Vasco Rossi l'ha detto e ripetuto che lui, su Facebook, ha intenzione di esprimere la propria libertà di pensiero, e così questa volta pubblica un post dal titolo che a qualcuno sa già di "excusatio non petita, accusatio manifesta". "Doverosa premessa", scrive prima di tutto Vasco Rossi, e nell'incipit del messaggio precisa: "E' difficile, per me, non farmi equivocare". Effettivamente, fanno già notare alcuni soprattutto in rete, il tema affrontato da Vasco Rossi è tra i più delicati, e la premessa del post lascia presagire un seguito di polemiche: "Non voglio qui sostenere che mettersi alla guida un po' alticci sia una buona idea, ma solo cercare di riflettere meglio sulla questione...". La questione, sembra di capire, riguarda gli incidenti stradali che secondo il Blasco "non hanno nessun motivo razionale, sono parte costitutiva della vita, inclusi nel pacchetto dell'esistenza: accadono e basta!". "Ostinarsi a cercare una causa, un motivo, una ragione...e, diciamolo pure: un colpevole da punire...!, difficilmente riuscirebbe ad alleviare le nostre pene, e sicuramente non risolverebbe certo la questione - continua Vasco - Oltretutto rischia trasformarsi perfino in una caccia alle streghe, o perlomeno rischia di somigliare davvero troppo alla ridicola situazione che canto in 'Colpa D'Alfredo': quando quelle che si dicono ragioni e quelli che si indicano come colpevoli in realtà sono soltanto alibi e opportunistiche scuse". Il Komandante, naturalmente, lo sottolinea anche in neretto, non vuole "assolutamente offendere la sensibilità e i sentimenti di tutti coloro che hanno avuto un parente coinvolto in un incidente stradale mortale". Ma ormai la miccia sembra accesa.

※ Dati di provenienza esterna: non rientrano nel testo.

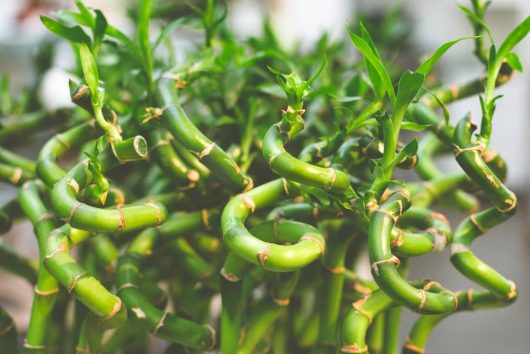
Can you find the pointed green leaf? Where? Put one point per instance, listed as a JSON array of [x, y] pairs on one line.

Perché se è vero che la disgrazia non può essere prevista, l'incidente stradale causato da un guidatore che non rispetta le regole (dall'abuso di alcol ai limiti di velocità alla distanza di sicurezza) difficilmente potrà rientrare nella logica fatalista del "è accaduto e basta". Perché la libertà finisce dove comincia quella dell'altro.